Sidang menghangat saat agenda mendengarkan keterangan terdakwa sebagai saksi untuk terdakwa lainnya.
Para terdakwa dicecar sejumlah pertanyaan oleh jaksa penuntut umum dan hakim.
Brett dalam keterangannya sempat mengaku keliru dalam sebuah pernyataannya di BAP.
"Saya keliru," katanya.
Dia juga membantah kepengurusan Feasibility Study oleh Tinungki.
Brett adalah WNI Naturalisasi dari Australia.
Ia terlihat fasih berbahasa Indonesia.
Meski demikian, Brett tetap didampingi seorang penerjemah.
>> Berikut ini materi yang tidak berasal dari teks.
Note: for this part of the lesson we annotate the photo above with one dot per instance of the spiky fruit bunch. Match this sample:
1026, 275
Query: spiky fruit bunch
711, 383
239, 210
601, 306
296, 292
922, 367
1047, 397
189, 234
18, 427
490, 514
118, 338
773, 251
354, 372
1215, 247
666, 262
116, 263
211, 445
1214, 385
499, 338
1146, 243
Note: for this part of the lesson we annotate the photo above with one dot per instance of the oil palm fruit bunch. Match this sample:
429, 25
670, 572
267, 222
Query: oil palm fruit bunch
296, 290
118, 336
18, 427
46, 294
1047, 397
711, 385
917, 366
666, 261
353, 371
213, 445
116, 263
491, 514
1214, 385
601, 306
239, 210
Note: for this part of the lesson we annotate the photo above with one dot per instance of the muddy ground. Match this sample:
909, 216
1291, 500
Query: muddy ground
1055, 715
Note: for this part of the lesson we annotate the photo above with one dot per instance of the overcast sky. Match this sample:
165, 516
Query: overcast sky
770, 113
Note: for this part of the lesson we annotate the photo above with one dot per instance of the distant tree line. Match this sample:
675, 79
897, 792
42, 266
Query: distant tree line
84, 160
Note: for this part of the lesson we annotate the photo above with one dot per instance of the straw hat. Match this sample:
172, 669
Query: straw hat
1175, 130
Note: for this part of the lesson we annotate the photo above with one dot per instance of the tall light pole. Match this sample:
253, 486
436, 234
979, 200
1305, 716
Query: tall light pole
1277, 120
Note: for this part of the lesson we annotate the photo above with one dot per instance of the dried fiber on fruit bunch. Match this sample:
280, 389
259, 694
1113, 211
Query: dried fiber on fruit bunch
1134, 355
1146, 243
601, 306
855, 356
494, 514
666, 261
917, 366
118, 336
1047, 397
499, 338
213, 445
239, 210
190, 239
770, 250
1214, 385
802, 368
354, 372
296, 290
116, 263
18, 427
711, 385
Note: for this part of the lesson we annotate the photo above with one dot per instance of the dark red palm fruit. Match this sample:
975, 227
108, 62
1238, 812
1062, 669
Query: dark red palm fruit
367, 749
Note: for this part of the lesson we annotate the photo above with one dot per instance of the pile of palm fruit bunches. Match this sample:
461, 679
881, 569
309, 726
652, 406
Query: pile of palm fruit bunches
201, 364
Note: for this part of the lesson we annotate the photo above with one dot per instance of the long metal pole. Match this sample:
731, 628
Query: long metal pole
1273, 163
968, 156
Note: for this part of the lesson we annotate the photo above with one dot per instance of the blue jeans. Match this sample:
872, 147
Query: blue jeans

Dalam sidang kali ini, Brett mengenakan kameja lengan pendek berwarna krem.
Kuasa hukum para terdakwa Gelendy M. Lumingkewas menuturkan, para saksi dalam pernyataan yang dibacakan Jaksa mengaku tidak mengenal kedua terdakwa.
"Jadi para saksi ini tidak punya korelasi dengan para terdakwa," kata dia.
Sementara terdakwa Brett menyebut dokumen yang disiapkan sudah benar dan sesuai undang undang.
Memang, kata dia, ada masa transisi.
"Tapi semua berlaku sesuai undang-undang," katanya.
Ungkap dia, terdakwa lainnya Bach Tinungki membantah telah membuat dokumen Feasibility study (FS) atau studi kelayakan.
Tinungki mempertanyakan dokumen yang ditunjukkan Jaksa.
Fakta lainnya yang mengemuka adalah FS pada 2019 ternyata tidak dipakai dalam RKAB 2021.
"Ini jelas dalam fakta persidangan," katanya.
Bebernya, fakta persidangan juga menyatakan dokumen RKAB ada.
Dokumen ini dikeluarkan oleh kementerian dan jadi dasar bagi kegiatan eksplorasi yang dilakukan terdakwa Brett pada 2021.
Ia menilai semua keterangan yang diajukan para Terdakwa sudah benar dan mereka tak tidak seharusnya berada di ruang sidang itu.
Karena sifatnya administratif.
"Namun kami menghormati semua proses hukum yang tengah berlangsung, dan kami juga berterima kasih pada para hakim yang telah menggelar sidang sesuai arahan dari Mahkamah Agung yakni sidang harus cepat dan berbiaya ringan dan inilah prosesnya," katanya.
Hingga Juli 2026, Kejaksaan Tinggi Sulawesi Utara (Kejati Sulut) telah menetapkan tiga orang tersangka utama dalam kasus dugaan korupsi pengelolaan kegiatan usaha pertambangan emas PT Hakian Wellem Rumansi (HWR) di Ratatotok, Minahasa Tenggara.
Ketiganya adalah mantan Kepala Dinas Energi dan Sumber Daya Mineral (ESDM) Provinsi Sulawesi Utara tahun 2019.
Ia berperan dalam memberikan celah atau izin terkait tata kelola administrasi pertambangan.
Kemudian BDG / BG (Brett Daniel Gunter): Warga Negara Asing (WNA) asal Australia yang menjabat sebagai Direktur PT HWR periode 2019–2024.
Ia ditetapkan sebagai tersangka karena mengoperasikan tambang ilegal tanpa dokumen eksplorasi resmi.
Kemudian HJ / HJM Warga Negara Asing (WNA) yang menjabat sebagai Manajer Produksi / Operasional PT HWR periode 2020–2025.
Statusnya saat ini masih buron dan masuk dalam Daftar Pencarian Orang (DPO) setelah mangkir dari tiga kali panggilan penyidik.